Le Premier ministre japonais, Shinzo Abe, a déposé hier, lors du 70e anniversaire de la bataille d’Okinawa, un chrysanthème sur l’autel du mémorial dédié aux victimes (plus de 200 000 morts, civils et soldats). Jiji press/AFP
Le Premier ministre japonais, Shinzo Abe, a essuyé hier la colère des pacifistes d'Okinawa lors du 70e anniversaire de la bataille la plus sanglante de la guerre du Pacifique, en pleine controverse sur la présence américaine dans cet archipel martyr.
« Nous devons nous féliciter de profiter de la paix, de la sécurité et de la liberté après avoir traversé d'indicibles épreuves », a déclaré M. Abe dans une brève allocution. Mais son discours a été perturbé par des militants hostiles à l'implantation militaire américaine à Okinawa, de plus en plus mal supportée par la population locale. Occupé par les Américains après-guerre et rétrocédé à Tokyo en 1972, cet archipel méridional héberge plus de la moitié des 47 000 GI's stationnés au Japon, dont un important contingent de marines. M. Abe a promis de « continuer à faire de son mieux pour réduire la charge » des habitants d'Okinawa, ce qui n'a pas empêché les opposants de lui crier « rentre chez toi ! » à plusieurs reprises.
Conduits par leur gouverneur, le populaire Takeshi Onaga, les habitants d'Okinawa sont mobilisés contre le projet de relocalisation de la base aérienne américaine de Futenma, installée dans une zone urbaine, vers la région littorale peu peuplée de Henoko. Chaleureusement applaudi par une foule de 5 000 participants, M. Onaga a dénoncé hier le « lourd fardeau » des bases américaines à Okinawa. Il a exigé, à nouveau, l'annulation du projet de transfert de la base de Futenma et son déménagement en dehors de sa province. « 73,8 % des installations militaires américaines (au Japon) sont concentrées dans notre région qui ne représente que 0,6 % de tout le territoire du pays », a-t-il observé. Les habitants se plaignent de nuisances sonores et des risques d'accident. Mais, surtout, ils dénoncent la présence criminogène de tant de soldats américains, s'appuyant sur plusieurs faits divers – notamment des viols – ces dernières années.
La peur et la douleur
La sobre cérémonie du 70e anniversaire s'est déroulée à Itoman, près du site où nombre de civils furent forcés à un suicide collectif par des officiers de l'armée impériale pour éviter qu'ils ne se rendent aux Américains. Dès le début de la matinée, des milliers d'habitants d'Okinawa et de rescapés de la guerre s'étaient recueillis au pied d'un monument de marbre noir où sont inscrits les noms des défunts.
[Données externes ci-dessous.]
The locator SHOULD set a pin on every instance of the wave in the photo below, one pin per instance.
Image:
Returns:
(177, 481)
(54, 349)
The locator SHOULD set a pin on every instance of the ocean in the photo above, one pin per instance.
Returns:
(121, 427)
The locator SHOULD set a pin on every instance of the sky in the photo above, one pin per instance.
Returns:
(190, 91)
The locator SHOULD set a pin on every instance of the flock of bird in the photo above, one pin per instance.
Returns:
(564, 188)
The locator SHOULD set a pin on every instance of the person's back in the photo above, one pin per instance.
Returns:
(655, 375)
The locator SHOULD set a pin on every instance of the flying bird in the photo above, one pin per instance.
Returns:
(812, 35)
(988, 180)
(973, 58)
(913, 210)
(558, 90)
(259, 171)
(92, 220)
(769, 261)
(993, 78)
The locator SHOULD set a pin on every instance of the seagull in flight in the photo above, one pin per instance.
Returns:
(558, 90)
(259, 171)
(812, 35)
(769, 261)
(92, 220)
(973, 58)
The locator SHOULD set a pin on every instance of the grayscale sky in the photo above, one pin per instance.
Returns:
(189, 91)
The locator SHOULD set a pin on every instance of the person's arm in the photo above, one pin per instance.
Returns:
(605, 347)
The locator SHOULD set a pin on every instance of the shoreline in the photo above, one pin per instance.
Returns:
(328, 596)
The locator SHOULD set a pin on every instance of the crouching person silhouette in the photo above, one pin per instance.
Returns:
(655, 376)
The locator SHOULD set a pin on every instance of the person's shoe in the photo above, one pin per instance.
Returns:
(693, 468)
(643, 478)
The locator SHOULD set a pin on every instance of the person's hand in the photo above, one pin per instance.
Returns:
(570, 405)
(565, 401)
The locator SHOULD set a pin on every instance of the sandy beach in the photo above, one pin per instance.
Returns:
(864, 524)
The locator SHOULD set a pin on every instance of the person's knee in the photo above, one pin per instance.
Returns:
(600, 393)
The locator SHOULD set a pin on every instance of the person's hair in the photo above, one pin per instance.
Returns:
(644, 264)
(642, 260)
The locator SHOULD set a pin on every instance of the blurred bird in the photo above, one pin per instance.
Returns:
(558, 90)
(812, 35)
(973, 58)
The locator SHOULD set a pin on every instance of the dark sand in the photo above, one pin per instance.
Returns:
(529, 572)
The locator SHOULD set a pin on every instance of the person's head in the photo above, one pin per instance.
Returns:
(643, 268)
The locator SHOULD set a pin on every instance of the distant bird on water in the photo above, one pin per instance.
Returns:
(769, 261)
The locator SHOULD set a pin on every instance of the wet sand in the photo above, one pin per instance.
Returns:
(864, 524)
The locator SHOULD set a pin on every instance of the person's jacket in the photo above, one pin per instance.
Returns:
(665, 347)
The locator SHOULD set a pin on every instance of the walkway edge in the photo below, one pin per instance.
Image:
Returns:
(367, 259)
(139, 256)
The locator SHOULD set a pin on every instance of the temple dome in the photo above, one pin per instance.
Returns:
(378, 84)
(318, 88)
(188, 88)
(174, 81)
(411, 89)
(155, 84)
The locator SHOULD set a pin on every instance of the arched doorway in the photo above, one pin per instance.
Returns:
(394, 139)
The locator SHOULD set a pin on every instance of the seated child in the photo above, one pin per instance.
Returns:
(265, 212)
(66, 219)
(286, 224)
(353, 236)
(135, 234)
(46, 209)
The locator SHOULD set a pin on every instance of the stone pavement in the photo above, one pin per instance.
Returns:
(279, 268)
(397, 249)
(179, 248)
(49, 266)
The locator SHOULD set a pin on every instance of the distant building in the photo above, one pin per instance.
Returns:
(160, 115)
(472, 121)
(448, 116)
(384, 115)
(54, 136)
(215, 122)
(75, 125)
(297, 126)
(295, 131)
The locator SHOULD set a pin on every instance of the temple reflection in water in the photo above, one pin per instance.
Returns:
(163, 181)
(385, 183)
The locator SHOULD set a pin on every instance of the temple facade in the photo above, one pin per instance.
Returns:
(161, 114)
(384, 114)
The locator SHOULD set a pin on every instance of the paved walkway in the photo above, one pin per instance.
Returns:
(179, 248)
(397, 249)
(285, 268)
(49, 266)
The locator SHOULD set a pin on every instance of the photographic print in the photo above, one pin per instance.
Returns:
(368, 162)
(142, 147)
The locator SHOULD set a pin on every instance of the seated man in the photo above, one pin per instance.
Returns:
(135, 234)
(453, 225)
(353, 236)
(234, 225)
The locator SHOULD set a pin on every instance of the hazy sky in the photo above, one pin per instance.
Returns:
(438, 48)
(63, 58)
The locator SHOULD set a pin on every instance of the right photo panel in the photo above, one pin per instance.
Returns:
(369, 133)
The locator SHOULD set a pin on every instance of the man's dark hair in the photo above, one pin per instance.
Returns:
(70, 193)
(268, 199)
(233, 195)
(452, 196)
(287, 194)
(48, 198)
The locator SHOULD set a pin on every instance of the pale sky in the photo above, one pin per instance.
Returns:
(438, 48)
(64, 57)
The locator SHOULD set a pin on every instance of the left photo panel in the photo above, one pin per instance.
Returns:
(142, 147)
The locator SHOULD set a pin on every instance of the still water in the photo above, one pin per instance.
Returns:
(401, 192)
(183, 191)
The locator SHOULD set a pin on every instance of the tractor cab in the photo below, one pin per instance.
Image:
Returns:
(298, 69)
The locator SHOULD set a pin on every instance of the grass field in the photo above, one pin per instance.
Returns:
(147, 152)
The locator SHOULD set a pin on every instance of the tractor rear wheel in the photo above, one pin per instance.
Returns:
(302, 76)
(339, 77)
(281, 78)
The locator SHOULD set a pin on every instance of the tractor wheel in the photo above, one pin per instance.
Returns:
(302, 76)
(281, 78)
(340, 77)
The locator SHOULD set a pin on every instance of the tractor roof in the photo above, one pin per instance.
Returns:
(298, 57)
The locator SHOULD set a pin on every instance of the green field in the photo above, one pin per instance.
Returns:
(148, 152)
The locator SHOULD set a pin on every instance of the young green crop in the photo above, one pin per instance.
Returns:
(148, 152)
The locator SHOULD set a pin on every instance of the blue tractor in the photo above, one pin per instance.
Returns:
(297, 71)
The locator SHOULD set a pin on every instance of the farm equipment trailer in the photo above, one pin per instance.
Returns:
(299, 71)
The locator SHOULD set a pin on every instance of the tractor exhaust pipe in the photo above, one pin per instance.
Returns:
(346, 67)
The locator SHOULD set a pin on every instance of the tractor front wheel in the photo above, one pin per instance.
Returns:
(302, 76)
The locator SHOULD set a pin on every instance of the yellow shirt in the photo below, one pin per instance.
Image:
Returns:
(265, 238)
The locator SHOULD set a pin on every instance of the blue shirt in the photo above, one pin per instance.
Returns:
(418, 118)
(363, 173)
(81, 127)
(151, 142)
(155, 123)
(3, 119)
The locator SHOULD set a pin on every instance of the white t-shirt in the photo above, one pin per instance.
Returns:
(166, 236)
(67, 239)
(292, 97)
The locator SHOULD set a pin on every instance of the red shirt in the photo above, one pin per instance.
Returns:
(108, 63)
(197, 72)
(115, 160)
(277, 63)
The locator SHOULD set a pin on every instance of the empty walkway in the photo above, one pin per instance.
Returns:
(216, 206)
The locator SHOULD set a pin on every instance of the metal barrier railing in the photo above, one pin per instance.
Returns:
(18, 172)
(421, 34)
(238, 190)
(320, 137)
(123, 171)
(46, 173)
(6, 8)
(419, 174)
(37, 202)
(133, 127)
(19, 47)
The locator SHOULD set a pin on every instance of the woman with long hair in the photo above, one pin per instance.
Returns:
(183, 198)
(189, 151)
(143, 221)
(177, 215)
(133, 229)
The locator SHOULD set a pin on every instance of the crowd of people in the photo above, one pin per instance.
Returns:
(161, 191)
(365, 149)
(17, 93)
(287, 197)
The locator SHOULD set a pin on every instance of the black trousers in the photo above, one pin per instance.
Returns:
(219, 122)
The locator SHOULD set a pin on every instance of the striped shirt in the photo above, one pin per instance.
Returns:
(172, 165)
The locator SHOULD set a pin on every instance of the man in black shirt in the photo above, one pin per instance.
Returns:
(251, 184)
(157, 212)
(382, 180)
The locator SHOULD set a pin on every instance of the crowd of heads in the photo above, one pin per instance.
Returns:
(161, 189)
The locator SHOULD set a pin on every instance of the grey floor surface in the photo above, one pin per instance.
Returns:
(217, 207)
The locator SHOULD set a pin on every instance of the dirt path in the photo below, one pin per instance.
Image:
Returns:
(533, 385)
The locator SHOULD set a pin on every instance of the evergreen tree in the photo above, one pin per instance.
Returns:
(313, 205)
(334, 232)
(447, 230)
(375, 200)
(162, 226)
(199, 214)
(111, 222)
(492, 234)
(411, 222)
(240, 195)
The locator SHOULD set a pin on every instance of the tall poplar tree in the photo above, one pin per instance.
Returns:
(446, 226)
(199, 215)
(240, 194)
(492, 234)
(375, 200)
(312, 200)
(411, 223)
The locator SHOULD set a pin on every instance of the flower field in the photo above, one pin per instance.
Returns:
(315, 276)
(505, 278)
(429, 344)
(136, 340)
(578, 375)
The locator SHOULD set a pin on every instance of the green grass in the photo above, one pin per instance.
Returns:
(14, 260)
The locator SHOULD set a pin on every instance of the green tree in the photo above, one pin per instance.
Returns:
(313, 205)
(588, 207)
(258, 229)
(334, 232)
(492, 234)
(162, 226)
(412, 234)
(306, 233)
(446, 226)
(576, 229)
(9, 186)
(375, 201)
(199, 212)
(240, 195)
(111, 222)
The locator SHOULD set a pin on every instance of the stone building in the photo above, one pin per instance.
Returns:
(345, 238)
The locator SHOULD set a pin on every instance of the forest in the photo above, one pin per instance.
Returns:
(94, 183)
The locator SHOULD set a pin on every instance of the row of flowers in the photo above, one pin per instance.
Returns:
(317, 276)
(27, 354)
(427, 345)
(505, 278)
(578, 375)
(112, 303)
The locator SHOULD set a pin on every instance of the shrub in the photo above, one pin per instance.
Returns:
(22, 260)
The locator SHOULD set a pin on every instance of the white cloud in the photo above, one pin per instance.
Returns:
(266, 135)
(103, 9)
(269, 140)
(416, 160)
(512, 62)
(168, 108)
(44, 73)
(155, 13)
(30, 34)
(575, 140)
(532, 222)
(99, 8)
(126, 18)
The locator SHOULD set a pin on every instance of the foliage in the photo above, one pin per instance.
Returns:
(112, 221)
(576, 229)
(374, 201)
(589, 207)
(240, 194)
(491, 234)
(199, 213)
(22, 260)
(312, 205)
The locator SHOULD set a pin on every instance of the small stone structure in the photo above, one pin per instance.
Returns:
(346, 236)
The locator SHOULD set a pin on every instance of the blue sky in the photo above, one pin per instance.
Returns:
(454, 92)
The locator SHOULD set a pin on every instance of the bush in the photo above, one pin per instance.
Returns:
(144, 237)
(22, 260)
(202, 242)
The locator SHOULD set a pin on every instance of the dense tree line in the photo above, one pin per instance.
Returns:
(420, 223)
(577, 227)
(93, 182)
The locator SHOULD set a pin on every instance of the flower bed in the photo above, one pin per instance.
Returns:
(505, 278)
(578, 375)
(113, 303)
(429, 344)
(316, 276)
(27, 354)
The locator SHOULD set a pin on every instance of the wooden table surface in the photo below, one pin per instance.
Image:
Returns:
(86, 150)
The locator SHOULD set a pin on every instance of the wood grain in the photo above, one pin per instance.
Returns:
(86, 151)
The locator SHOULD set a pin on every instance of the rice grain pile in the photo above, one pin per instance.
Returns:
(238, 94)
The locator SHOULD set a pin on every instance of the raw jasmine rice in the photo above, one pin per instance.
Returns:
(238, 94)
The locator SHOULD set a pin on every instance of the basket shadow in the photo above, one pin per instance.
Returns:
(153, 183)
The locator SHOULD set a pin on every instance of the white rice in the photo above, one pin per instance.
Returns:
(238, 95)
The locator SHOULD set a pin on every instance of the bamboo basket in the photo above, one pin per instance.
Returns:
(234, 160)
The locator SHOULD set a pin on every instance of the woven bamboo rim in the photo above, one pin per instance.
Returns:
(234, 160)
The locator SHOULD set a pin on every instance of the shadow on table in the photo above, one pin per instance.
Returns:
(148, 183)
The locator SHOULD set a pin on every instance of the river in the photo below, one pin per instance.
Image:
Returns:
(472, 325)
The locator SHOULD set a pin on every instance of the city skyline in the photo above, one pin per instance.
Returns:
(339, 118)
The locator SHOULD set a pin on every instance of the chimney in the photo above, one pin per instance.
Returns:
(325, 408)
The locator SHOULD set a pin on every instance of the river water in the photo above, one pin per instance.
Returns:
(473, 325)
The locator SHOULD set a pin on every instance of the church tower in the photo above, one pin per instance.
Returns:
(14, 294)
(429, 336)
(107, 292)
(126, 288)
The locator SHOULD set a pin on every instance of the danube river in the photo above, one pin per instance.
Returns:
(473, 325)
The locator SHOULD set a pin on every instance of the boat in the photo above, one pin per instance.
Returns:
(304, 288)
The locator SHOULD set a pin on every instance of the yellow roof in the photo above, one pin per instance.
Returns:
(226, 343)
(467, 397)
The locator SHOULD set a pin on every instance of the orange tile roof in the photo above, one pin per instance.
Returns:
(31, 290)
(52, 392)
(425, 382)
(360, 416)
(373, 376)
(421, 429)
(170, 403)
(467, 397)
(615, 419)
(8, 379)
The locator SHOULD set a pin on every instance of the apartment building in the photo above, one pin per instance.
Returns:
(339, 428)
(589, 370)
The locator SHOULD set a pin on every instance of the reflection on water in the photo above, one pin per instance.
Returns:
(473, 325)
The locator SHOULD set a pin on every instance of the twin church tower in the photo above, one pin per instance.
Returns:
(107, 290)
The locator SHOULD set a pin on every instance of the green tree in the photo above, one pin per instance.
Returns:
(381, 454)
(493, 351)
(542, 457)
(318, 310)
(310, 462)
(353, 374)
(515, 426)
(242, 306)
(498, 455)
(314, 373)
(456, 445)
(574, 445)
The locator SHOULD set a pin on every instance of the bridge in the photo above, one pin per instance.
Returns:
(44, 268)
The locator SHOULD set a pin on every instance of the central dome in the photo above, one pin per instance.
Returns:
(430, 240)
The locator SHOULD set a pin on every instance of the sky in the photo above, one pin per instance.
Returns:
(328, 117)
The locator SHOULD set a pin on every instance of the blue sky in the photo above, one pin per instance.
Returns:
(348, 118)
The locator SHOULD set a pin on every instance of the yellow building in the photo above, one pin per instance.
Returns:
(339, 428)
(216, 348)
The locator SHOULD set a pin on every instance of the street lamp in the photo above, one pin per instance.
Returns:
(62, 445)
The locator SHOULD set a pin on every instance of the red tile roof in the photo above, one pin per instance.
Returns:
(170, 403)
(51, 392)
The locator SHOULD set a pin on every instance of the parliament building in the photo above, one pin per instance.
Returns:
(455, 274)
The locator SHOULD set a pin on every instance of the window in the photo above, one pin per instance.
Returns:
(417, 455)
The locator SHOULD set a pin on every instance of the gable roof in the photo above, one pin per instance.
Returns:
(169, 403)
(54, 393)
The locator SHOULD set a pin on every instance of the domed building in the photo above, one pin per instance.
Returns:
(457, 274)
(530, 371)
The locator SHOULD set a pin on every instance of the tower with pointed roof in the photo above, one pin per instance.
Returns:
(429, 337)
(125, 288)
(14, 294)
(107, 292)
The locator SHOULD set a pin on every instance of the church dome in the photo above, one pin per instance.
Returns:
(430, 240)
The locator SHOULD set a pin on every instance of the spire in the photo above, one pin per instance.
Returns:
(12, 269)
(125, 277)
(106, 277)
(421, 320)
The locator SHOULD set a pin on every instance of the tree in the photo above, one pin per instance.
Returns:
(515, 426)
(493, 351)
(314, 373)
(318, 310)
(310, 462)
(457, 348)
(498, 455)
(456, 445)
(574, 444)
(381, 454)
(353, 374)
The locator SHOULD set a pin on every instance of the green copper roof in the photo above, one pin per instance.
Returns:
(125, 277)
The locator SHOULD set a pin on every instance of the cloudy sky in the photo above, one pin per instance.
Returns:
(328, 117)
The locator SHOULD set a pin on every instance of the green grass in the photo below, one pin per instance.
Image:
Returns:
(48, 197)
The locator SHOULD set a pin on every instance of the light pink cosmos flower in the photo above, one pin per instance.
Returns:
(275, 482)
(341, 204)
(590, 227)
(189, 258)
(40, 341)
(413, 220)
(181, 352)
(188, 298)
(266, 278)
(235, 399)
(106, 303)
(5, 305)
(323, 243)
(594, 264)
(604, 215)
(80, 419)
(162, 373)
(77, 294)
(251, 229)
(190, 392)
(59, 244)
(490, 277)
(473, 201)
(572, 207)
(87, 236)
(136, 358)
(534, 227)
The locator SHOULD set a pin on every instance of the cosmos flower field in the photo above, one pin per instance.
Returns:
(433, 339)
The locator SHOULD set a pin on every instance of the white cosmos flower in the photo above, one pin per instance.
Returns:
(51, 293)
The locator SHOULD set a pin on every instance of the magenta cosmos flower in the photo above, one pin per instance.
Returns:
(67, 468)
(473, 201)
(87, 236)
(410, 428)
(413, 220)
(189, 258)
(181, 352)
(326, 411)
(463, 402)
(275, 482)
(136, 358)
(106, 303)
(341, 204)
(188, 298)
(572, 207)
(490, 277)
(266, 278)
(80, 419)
Yoshiko Shimabukuro (87 ans) fut l'une des 222 étudiantes mobilisées sur le champ de bataille dans une unité d'infirmières. Elle avait 17 ans. « Quand vient le mois de juin, toutes sortes de souvenirs affluent. La peur, la douleur, la terreur : même après 70 ans, je ne peux exprimer la tristesse et la frayeur qui m'assaillent », a-t-elle confié.
Considéré comme la plus grande bataille aéroterrestre et navale de tous les temps, le siège d'Okinawa, d'une violence inouïe et qui a duré 82 jours (1er avril-22 juin 1945), a fait plus de 200 000 morts, civils et soldats, japonais et américains. La déroute du Japon dans le Pacifique s'est achevée par le largage de la première bombe atomique sur Hiroshima (140 000 morts), le 6 août 1945, suivi trois jours plus tard par une seconde bombe A sur Nagasaki (74 000 morts). Le 15 août, l'empereur Hirohito annonçait à son peuple stupéfié la fin de la guerre, sans toutefois jamais prononcer le mot de « défaite ». Le 2 septembre, la signature de l'acte de reddition du Japon mettait un terme à la Seconde Guerre mondiale.